The Entrepreneurial Design Firm as an Italian Family Business


New ventures most often struggle to survive the first demanding years after start-up. Many entrepreneurs do not survive due to a number of reasons where sustainable access to financial, human and social resources in interaction with market conditions, may play very influential roles. In this paper, we investigate how different qualities of relations, e.g. family-like or more functional, affect the entrepreneur’s opportunities for value creation and growth.
The paper uses as case an entrepreneurial micro-firm in the creative fashion industry called La Maison Justian Kunz. Kunz was established in 2011 in Kolding, Denmark, and designs and retails Haute Couture and tailor made clothes for women and men. We have followed the entrepreneur Justian Kunz over a period from early spring 2013 up till present. Our data comprises interviews, observations, workshops, written materials and online platforms that Kunz uses as part of his branding and marketing strategy.
In a creative industry like fashion it is of extreme importance for success to be able to build a strong brand; something that takes time, effort and the right connections and where trust becomes a crucial aspect to overcome the emotional unstructuredness often characterizing the most successful designers.

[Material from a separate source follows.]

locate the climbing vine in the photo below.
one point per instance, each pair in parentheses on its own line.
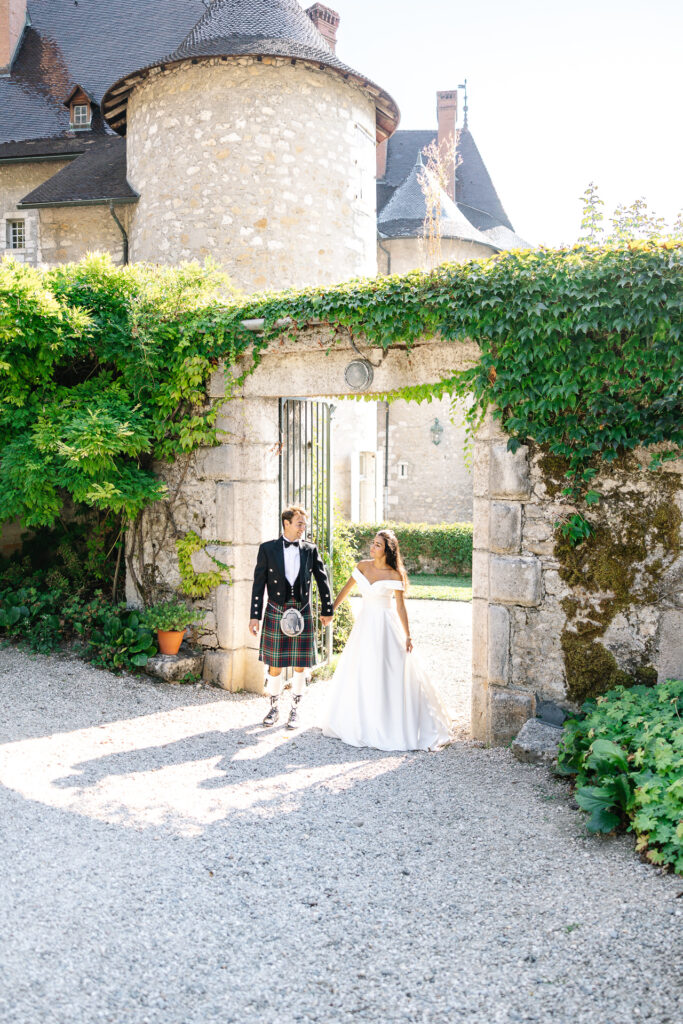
(195,584)
(103,370)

In our case the network aspects are reflected by Justian Kunz’s DNA. To identify the external and internal stakeholders of Kunz, we investigated the freely available online platforms in which the company Kunz is represented together with a mapping of his social network asking Kunz to identify persons in his network and describe their roles. The result shows that an important, but hidden to the public, part of Kunz’ network is the Italian connections established under his 10 year long residency in Italy, combined with Danish connections with whom he is establishing relations akin to the “Italian family business”. Kunz’ network reminds of family relations with a strong sense of community based on shared narratives, goals, goodwill, trust and interdependence. The way Kunz brands himself through e.g. business plans, press releases, social media and in his behavior reflects this very distinct DNA and the collective orientation Kunz pursues.
The KUNZ-case sheds new light on the challenges and practice of entrepreneurial micro-firms in the creative industry searching for funding. In a highly creative business, the entrepreneur may stand stronger in terms of growth and survival by operating in a ‘family-like’ network that give access to both social and financial resources that the traditional entrepreneurial system cannot provide, but also help build a strong visible brand for the fashion designer. Furthermore, it seems that for creative businesses, the system that dominate entrepreneurship support are neither able to grasp the innovation potential nor to create resonance between the creative entrepreneurs and the institutional representatives.